The work of Human Rights Organisations is an important contribution to conflict transformation, as they denounce the structural conditions that cause socio-political violence and in many cases maintain conflicts.
The situation of Human Rights Organisations and -Defenders (HRO/HRD) in many countries with elevated levels of violence is highly volatile. In countries like Colombia, Mexico and Honduras, the challenges that HRO are facing on a structural level become particularly evident. Besides the politically motivated violence, the security situation especially in Mexico and Honduras, but also in Colombia, is strongly shaped by armed social violence. Due to organised crime and the presence of criminal gangs or paramilitary groups, homicide rates, Human Rights violations and general levels of insecurity in these countries are often higher than they were during times of war. Peacebuilding efforts are further complicated by this form of violence.
The signing of a peace agreement between the Colombian Government and the FARC will - should the referendum on October 2nd on the results of the peace negotiations turn out positive - be an important step in putting an end to the armed conflict that has lasted over 50 years. Nevertheless, it is to be expected that the situation for Human Rights organisations and -defenders will remain difficult. The scale of social violence perpetrated by powerful drug cartels or criminal gangs, and the Human Rights violations associated with it will remain despite the peace agreement. Due to the power vacuum that the demobilisation of the FARC will entail, the power of those groups is in fact rather likely to increase.
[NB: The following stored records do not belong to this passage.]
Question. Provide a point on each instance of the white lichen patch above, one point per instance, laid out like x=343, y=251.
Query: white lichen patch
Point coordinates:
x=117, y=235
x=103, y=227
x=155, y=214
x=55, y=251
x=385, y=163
In Mexico and Honduras, an elevated level of social violence is joined by a relatively weak legal system. Increasingly, Human Rights organisations denounce the involvement of political actors with organised crime and the often violent enforcement of economic interests relating to so-called mega projects.
Goals and Approach
The departure point of this project is that HRD and their organisations become more resilient against attacks if they possess the necessary awareness and attitudes, complemented by the capacities and institutional set-ups to confront such challenges efficiently.
The psychosocial approach of this project is based on the idea that violence, or the threat of committing violence, has an impact on different system levels (individual, family, community, society). Initiatives aiming to strengthen the resilience of HRO should hence not only concentrate on supporting individual employees, but should also address the team- and organisational level and include the dimension of family and society in their approach.
This project works on two levels. The first level encompasses the sensitisation of representatives from nine HRO coming from three focus countries with regard to the psychosocial impact of threat. Through direct exchange, they develop plans for integrating the psychosocial approach into their organisations. Experiences regarding the implementation and adjustment of the plans are part of the joint learning process.
The second level centres on an exchange with and among donor organisations that is focused on the topic of psychosocial challenges in the context of threat. This provides space for identifying and discussing possibilities of more targeted support for local partners on the basis of the experiences of the participating HRO. Central element will be a discussion of different options regarding the integration of the psychosocial approach into the support strategies of donors.